Parsing XML with namespace in Python via 'ElementTree'

Question

I have the following XML which I want to parse using Python's ElementTree:

<rdf:RDF xml:base="http://dbpedia.org/ontology/"
    xmlns:rdf="http://www.w3.org/1999/02/22-rdf-syntax-ns#"
    xmlns:owl="http://www.w3.org/2002/07/owl#"
    xmlns:xsd="http://www.w3.org/2001/XMLSchema#"
    xmlns:rdfs="http://www.w3.org/2000/01/rdf-schema#"
    xmlns="http://dbpedia.org/ontology/">

    <owl:Class rdf:about="http://dbpedia.org/ontology/BasketballLeague">
        <rdfs:label xml:lang="en">basketball league</rdfs:label>
        <rdfs:comment xml:lang="en">
          a group of sports teams that compete against each other
          in Basketball
        </rdfs:comment>
    </owl:Class>

</rdf:RDF>

I want to find all owl:Class tags and then extract the value of all rdfs:label instances inside them. I am using the following code:

tree = ET.parse("filename")
root = tree.getroot()
root.findall('owl:Class')

Because of the namespace, I am getting the following error.

SyntaxError: prefix 'owl' not found in prefix map

I tried reading the document at http://effbot.org/zone/element-namespaces.htm but I am still not able to get this working since the above XML has multiple nested namespaces.

Kindly let me know how to change the code to find all the owl:Class tags.

Since Python 3.8, a namespace wildcard can be used with find(), findall() and findtext().
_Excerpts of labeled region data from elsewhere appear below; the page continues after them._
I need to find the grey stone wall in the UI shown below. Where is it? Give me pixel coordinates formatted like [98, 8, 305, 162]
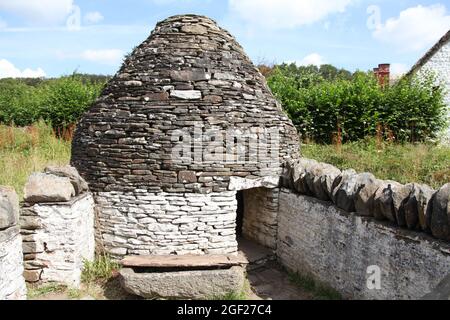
[277, 189, 450, 299]
[20, 167, 95, 288]
[71, 15, 299, 194]
[242, 188, 279, 249]
[282, 158, 450, 241]
[95, 189, 237, 257]
[71, 15, 299, 256]
[0, 187, 27, 300]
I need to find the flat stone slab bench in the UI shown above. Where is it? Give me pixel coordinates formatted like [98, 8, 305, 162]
[120, 253, 248, 300]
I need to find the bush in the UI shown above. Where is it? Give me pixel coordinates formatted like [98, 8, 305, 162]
[0, 75, 107, 130]
[302, 138, 450, 188]
[268, 65, 446, 143]
[39, 76, 103, 129]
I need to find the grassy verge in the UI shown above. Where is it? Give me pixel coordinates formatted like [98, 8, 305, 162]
[289, 272, 342, 300]
[0, 122, 70, 197]
[81, 254, 120, 286]
[302, 139, 450, 188]
[210, 279, 251, 301]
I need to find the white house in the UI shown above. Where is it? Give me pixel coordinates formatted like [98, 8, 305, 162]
[408, 30, 450, 142]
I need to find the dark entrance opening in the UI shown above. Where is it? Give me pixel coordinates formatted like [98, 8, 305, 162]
[236, 191, 245, 237]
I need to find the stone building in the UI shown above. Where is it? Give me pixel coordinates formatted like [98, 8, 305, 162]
[72, 15, 299, 257]
[408, 30, 450, 142]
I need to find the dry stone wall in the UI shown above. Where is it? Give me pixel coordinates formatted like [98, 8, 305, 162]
[72, 15, 299, 194]
[242, 188, 279, 249]
[95, 190, 237, 257]
[277, 158, 450, 299]
[277, 189, 450, 300]
[0, 187, 26, 300]
[71, 15, 299, 256]
[282, 158, 450, 241]
[20, 166, 95, 287]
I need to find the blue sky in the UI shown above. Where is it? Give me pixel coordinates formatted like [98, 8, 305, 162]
[0, 0, 450, 78]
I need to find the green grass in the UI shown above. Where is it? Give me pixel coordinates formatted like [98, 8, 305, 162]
[81, 254, 120, 285]
[288, 272, 342, 300]
[27, 283, 67, 299]
[302, 139, 450, 188]
[0, 122, 70, 198]
[210, 279, 250, 301]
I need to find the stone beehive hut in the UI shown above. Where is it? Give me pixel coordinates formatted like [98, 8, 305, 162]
[72, 15, 299, 256]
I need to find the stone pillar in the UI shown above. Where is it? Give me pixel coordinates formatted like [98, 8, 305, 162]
[20, 166, 95, 288]
[0, 187, 26, 300]
[242, 188, 280, 249]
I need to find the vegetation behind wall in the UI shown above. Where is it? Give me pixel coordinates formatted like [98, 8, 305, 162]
[267, 64, 446, 143]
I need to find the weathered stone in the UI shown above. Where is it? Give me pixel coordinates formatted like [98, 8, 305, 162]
[0, 224, 26, 300]
[0, 187, 19, 230]
[120, 252, 248, 269]
[332, 169, 364, 212]
[20, 191, 95, 287]
[44, 166, 89, 195]
[401, 183, 434, 231]
[277, 189, 450, 300]
[374, 180, 407, 223]
[178, 171, 197, 183]
[170, 69, 211, 81]
[23, 270, 42, 283]
[203, 95, 223, 103]
[291, 158, 318, 194]
[71, 15, 299, 257]
[431, 183, 450, 240]
[170, 90, 202, 100]
[228, 176, 280, 190]
[305, 163, 341, 201]
[181, 25, 208, 34]
[24, 173, 75, 203]
[355, 173, 383, 217]
[120, 266, 245, 300]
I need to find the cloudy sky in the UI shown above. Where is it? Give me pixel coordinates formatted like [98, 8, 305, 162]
[0, 0, 450, 78]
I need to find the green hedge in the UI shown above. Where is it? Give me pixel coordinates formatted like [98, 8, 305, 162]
[268, 65, 446, 143]
[0, 75, 106, 129]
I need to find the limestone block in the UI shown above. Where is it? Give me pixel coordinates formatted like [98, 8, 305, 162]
[24, 173, 75, 203]
[0, 187, 19, 230]
[431, 183, 450, 240]
[44, 165, 89, 195]
[120, 266, 245, 300]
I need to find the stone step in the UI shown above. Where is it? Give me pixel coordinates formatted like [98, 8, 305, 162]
[120, 253, 248, 269]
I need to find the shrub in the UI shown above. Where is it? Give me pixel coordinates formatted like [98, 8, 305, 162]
[268, 66, 446, 143]
[0, 74, 107, 131]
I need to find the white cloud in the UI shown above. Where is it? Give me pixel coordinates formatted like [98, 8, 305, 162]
[80, 49, 124, 65]
[84, 11, 104, 24]
[373, 4, 450, 51]
[286, 53, 326, 67]
[228, 0, 355, 29]
[0, 59, 46, 78]
[391, 63, 410, 77]
[0, 0, 74, 24]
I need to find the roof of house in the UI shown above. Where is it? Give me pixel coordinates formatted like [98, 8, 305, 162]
[407, 30, 450, 75]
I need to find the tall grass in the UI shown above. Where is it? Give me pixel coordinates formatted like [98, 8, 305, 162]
[302, 138, 450, 188]
[0, 121, 70, 197]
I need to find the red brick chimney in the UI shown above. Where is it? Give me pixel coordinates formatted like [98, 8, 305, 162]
[373, 63, 391, 87]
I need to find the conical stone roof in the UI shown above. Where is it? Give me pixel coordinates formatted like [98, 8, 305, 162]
[72, 15, 299, 193]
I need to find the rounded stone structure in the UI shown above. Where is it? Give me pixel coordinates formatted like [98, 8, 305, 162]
[71, 15, 299, 256]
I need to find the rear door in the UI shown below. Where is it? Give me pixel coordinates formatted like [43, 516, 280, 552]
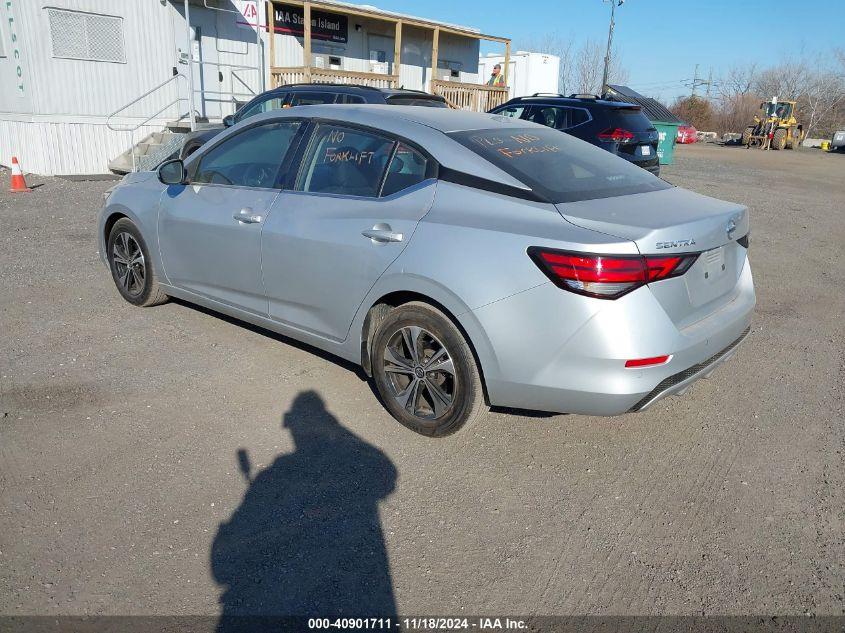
[261, 123, 436, 341]
[158, 121, 300, 314]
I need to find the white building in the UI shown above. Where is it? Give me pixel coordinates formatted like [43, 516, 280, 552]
[0, 0, 510, 174]
[478, 51, 560, 99]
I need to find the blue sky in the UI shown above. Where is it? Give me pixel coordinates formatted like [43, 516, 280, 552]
[366, 0, 845, 101]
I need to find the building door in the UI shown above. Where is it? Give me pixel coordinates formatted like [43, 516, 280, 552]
[173, 4, 221, 120]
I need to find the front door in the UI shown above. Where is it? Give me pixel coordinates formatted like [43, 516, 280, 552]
[261, 124, 436, 341]
[158, 121, 300, 315]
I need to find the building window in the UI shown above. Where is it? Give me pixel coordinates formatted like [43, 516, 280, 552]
[47, 9, 126, 64]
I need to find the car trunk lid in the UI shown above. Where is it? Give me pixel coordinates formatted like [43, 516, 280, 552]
[556, 188, 748, 327]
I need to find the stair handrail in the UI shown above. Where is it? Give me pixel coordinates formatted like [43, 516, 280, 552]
[106, 73, 191, 172]
[106, 73, 188, 132]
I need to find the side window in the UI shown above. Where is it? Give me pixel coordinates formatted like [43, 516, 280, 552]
[496, 106, 525, 119]
[381, 143, 428, 196]
[529, 106, 572, 130]
[290, 92, 337, 106]
[236, 95, 285, 122]
[569, 108, 590, 127]
[297, 125, 393, 197]
[192, 121, 300, 189]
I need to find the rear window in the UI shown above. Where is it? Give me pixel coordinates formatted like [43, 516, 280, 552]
[387, 97, 448, 108]
[607, 108, 654, 132]
[449, 127, 671, 202]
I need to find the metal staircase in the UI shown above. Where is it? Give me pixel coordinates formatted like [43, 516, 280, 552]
[106, 74, 195, 174]
[109, 128, 187, 174]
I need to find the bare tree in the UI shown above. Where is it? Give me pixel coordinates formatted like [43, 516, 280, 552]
[717, 63, 757, 99]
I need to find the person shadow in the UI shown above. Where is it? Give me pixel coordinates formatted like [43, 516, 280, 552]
[211, 391, 396, 632]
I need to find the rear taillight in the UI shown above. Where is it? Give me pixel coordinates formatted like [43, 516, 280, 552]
[528, 246, 698, 299]
[599, 127, 634, 144]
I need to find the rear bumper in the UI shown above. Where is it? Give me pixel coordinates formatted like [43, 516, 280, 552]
[628, 326, 751, 413]
[616, 152, 660, 176]
[469, 261, 756, 416]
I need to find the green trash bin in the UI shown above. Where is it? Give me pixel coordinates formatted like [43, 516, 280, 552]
[651, 121, 678, 165]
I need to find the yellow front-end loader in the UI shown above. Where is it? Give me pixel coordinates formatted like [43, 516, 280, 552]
[742, 97, 804, 149]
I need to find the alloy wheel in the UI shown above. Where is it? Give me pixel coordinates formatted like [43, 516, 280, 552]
[383, 325, 457, 420]
[112, 231, 147, 297]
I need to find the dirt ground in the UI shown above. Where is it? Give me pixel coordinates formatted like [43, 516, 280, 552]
[0, 145, 845, 615]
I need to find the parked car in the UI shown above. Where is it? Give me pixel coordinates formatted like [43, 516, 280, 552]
[675, 125, 698, 145]
[491, 95, 660, 175]
[179, 84, 449, 159]
[98, 105, 755, 436]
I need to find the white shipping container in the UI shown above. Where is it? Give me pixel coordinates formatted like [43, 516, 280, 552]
[478, 51, 560, 99]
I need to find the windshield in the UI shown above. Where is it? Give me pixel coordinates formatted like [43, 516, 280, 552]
[449, 127, 671, 202]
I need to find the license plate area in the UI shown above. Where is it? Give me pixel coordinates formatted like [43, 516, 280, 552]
[701, 246, 727, 284]
[683, 243, 739, 307]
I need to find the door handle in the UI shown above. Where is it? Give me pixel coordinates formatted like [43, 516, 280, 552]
[232, 207, 261, 224]
[361, 222, 404, 243]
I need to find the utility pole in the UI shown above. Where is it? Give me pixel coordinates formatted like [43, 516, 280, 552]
[601, 0, 625, 96]
[683, 64, 718, 99]
[690, 64, 698, 99]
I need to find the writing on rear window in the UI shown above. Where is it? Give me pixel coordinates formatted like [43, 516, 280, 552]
[472, 134, 560, 158]
[323, 147, 375, 165]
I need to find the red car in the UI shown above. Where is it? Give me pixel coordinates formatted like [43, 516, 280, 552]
[677, 125, 698, 143]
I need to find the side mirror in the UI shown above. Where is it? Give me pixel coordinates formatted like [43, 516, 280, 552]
[158, 158, 185, 185]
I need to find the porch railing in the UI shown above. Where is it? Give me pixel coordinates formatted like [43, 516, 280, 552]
[270, 66, 399, 88]
[270, 66, 508, 112]
[431, 79, 508, 112]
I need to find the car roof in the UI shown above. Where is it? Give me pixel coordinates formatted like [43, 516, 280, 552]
[308, 104, 528, 134]
[503, 94, 640, 108]
[267, 83, 444, 101]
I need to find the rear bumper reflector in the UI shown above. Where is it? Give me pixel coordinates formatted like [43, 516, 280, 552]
[628, 326, 751, 413]
[625, 355, 670, 367]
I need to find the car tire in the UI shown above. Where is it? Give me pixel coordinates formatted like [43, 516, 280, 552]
[106, 218, 168, 308]
[370, 301, 484, 437]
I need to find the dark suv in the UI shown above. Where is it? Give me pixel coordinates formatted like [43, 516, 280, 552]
[180, 84, 449, 159]
[490, 94, 660, 175]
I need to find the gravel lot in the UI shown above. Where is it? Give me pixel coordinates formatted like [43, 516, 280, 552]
[0, 145, 845, 615]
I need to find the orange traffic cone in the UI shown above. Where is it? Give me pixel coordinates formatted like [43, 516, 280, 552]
[9, 156, 32, 193]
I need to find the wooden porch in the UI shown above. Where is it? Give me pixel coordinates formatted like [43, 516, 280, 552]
[267, 0, 510, 112]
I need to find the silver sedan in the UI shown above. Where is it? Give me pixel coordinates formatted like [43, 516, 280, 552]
[99, 105, 755, 436]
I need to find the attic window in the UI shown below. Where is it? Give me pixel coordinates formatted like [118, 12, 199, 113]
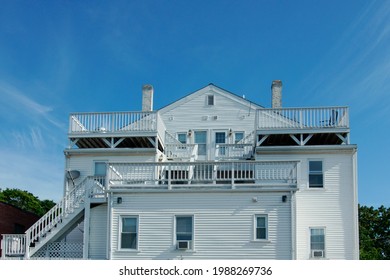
[207, 95, 214, 106]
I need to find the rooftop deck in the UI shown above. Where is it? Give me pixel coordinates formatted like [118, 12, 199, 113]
[69, 107, 349, 151]
[256, 107, 349, 133]
[107, 161, 297, 191]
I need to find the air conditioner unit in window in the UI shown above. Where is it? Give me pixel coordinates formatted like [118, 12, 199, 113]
[176, 241, 190, 250]
[311, 250, 325, 258]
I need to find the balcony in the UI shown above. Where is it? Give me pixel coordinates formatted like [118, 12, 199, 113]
[68, 112, 165, 148]
[255, 107, 349, 146]
[215, 143, 253, 160]
[108, 161, 297, 191]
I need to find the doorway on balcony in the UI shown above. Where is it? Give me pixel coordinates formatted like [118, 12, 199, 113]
[214, 131, 228, 159]
[194, 130, 208, 160]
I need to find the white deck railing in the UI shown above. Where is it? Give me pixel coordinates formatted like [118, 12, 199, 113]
[164, 143, 198, 160]
[108, 161, 297, 189]
[69, 112, 164, 135]
[256, 107, 349, 130]
[215, 144, 253, 160]
[2, 176, 106, 258]
[1, 234, 26, 259]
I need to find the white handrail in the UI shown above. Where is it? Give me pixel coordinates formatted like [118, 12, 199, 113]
[256, 107, 349, 130]
[69, 112, 158, 134]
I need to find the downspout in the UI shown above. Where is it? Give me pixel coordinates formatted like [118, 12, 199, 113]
[352, 149, 360, 260]
[290, 191, 297, 260]
[106, 192, 112, 260]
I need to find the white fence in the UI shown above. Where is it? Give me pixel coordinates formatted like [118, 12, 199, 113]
[256, 107, 349, 130]
[109, 161, 297, 189]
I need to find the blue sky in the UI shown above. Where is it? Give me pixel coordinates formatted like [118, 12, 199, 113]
[0, 0, 390, 207]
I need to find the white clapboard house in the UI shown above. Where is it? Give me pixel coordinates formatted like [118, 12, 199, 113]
[2, 81, 359, 260]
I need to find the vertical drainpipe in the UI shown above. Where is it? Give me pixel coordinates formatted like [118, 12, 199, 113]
[352, 148, 360, 260]
[271, 80, 282, 109]
[142, 85, 154, 112]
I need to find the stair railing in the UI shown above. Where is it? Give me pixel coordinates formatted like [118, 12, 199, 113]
[26, 177, 90, 257]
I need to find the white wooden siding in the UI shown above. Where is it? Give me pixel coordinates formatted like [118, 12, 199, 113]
[64, 154, 156, 191]
[88, 205, 107, 260]
[161, 90, 259, 159]
[257, 152, 359, 259]
[111, 192, 291, 259]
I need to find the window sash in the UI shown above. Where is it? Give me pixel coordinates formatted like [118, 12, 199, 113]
[207, 95, 214, 106]
[177, 133, 187, 144]
[256, 216, 268, 240]
[120, 217, 138, 249]
[234, 132, 244, 144]
[310, 228, 325, 250]
[309, 160, 324, 188]
[195, 131, 207, 156]
[176, 216, 193, 241]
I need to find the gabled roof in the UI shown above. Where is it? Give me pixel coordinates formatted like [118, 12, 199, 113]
[158, 83, 264, 113]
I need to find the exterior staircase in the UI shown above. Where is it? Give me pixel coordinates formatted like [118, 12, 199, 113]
[1, 176, 105, 259]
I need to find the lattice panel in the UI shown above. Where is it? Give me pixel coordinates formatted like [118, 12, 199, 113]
[31, 242, 83, 260]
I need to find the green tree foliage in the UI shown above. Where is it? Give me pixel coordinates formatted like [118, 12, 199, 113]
[0, 188, 55, 216]
[359, 205, 390, 260]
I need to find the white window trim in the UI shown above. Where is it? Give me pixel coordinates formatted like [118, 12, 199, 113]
[176, 132, 188, 144]
[307, 158, 326, 188]
[117, 215, 140, 253]
[206, 94, 215, 107]
[173, 214, 195, 252]
[308, 226, 328, 260]
[252, 214, 271, 243]
[232, 131, 245, 144]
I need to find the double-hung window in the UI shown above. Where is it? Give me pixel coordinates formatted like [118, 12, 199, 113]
[255, 215, 268, 240]
[177, 133, 187, 144]
[310, 228, 325, 258]
[175, 216, 194, 249]
[234, 132, 244, 144]
[120, 217, 138, 250]
[309, 160, 324, 188]
[206, 95, 214, 106]
[195, 131, 207, 156]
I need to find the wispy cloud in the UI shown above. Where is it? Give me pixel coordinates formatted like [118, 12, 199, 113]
[0, 81, 63, 128]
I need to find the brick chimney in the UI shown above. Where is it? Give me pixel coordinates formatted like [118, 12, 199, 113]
[142, 85, 153, 111]
[271, 80, 282, 108]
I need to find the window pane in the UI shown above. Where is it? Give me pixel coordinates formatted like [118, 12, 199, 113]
[207, 95, 214, 105]
[121, 218, 137, 249]
[310, 229, 325, 250]
[309, 161, 322, 173]
[256, 228, 267, 239]
[122, 218, 137, 232]
[309, 174, 323, 187]
[177, 133, 187, 144]
[309, 161, 324, 188]
[256, 217, 267, 239]
[121, 233, 137, 249]
[195, 131, 207, 155]
[234, 132, 244, 144]
[215, 132, 226, 144]
[176, 217, 192, 241]
[95, 162, 106, 176]
[257, 217, 265, 228]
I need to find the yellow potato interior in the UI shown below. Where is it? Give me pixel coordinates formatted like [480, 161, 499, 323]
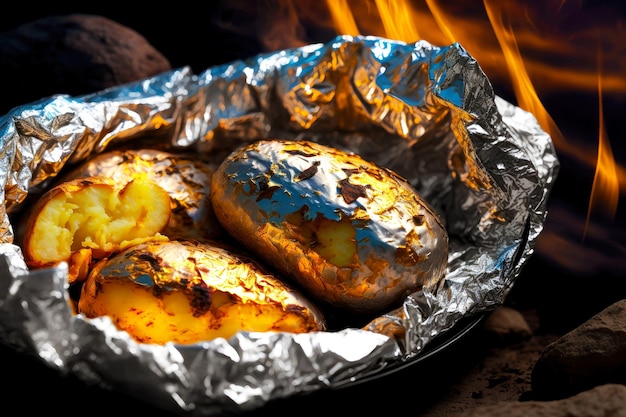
[28, 176, 170, 264]
[79, 278, 316, 344]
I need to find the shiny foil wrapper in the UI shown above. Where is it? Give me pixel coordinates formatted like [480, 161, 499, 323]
[0, 36, 559, 416]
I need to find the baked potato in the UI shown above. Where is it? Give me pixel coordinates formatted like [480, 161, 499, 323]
[63, 149, 226, 240]
[211, 140, 448, 314]
[78, 240, 325, 344]
[22, 177, 170, 283]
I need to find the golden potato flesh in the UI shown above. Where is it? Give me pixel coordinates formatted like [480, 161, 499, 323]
[78, 240, 325, 344]
[64, 149, 224, 240]
[211, 140, 448, 313]
[23, 177, 170, 281]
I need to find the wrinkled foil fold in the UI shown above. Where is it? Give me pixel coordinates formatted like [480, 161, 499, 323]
[0, 36, 559, 416]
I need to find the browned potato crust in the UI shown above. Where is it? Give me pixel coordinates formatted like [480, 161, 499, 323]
[211, 140, 448, 313]
[78, 241, 325, 344]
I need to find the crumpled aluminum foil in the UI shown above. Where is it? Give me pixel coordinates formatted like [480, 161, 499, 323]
[0, 36, 559, 416]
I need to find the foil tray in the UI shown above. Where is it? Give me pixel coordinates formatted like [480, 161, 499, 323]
[0, 36, 559, 416]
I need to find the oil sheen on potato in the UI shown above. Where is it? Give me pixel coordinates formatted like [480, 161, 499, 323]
[211, 140, 448, 313]
[78, 240, 325, 344]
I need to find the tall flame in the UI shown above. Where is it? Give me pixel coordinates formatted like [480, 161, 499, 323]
[316, 0, 626, 234]
[585, 50, 619, 234]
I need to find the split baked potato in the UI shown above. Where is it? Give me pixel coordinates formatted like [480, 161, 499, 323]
[211, 140, 448, 313]
[22, 177, 170, 283]
[63, 148, 226, 240]
[78, 240, 325, 344]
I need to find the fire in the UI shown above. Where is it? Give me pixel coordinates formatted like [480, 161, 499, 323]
[214, 0, 626, 266]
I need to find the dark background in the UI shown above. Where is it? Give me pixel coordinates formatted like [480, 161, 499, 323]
[0, 1, 626, 416]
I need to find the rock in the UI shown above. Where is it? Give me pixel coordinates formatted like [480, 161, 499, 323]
[483, 306, 532, 342]
[531, 300, 626, 400]
[0, 14, 171, 114]
[461, 384, 626, 417]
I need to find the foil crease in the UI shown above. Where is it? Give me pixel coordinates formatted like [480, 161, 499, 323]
[0, 36, 559, 416]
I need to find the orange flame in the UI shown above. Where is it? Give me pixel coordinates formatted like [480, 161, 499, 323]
[222, 0, 626, 240]
[585, 48, 619, 234]
[320, 0, 626, 234]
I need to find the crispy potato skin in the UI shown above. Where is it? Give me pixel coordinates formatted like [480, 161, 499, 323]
[22, 177, 170, 283]
[78, 240, 325, 344]
[211, 140, 448, 313]
[64, 149, 225, 240]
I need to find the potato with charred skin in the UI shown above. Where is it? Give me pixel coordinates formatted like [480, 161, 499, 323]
[63, 148, 227, 240]
[78, 240, 325, 344]
[22, 177, 170, 283]
[211, 140, 448, 314]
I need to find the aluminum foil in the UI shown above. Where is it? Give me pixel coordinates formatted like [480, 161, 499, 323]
[0, 36, 559, 416]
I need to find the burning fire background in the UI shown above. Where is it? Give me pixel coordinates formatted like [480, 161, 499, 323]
[0, 0, 626, 324]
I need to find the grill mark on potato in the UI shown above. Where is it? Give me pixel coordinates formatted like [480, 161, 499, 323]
[294, 161, 320, 182]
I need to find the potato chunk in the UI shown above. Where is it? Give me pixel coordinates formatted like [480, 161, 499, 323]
[23, 177, 170, 281]
[78, 240, 325, 344]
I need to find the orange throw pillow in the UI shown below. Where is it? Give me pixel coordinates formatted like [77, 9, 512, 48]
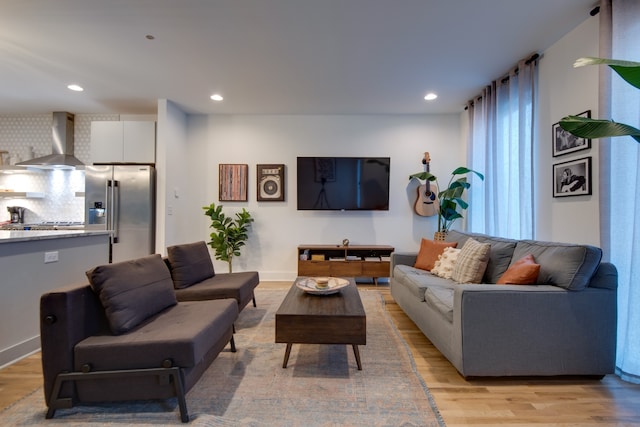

See stackoverflow.com/a/62117710/407651. — mzjn
– mzjn, Commented Jul 19, 2021 at 19:50

Martijn Pieters · Accepted Answer · 2025-04-04 17:51:47Z

270

You need to give the .find(), findall() and iterfind() methods an explicit namespace dictionary:

namespaces = {'owl': 'http://www.w3.org/2002/07/owl#'} # add more as needed

root.findall('owl:Class', namespaces)

Prefixes are only looked up in the namespaces parameter you pass in. This means you can use any namespace prefix you like; the API splits off the owl: part, looks up the corresponding namespace URL in the namespaces dictionary, then changes the search to look for the XPath expression {http://www.w3.org/2002/07/owl}Class instead. You can use the same syntax yourself too of course:

root.findall('{http://www.w3.org/2002/07/owl#}Class')

Also see the Parsing XML with Namespaces section of the ElementTree documentation.

As of Python 3.8, the ElementTree library also understands the {*} namespace wildcard, so root.findall('{*}Class') would also work (but don't do that if your document can have multiple namespaces that define the Class element).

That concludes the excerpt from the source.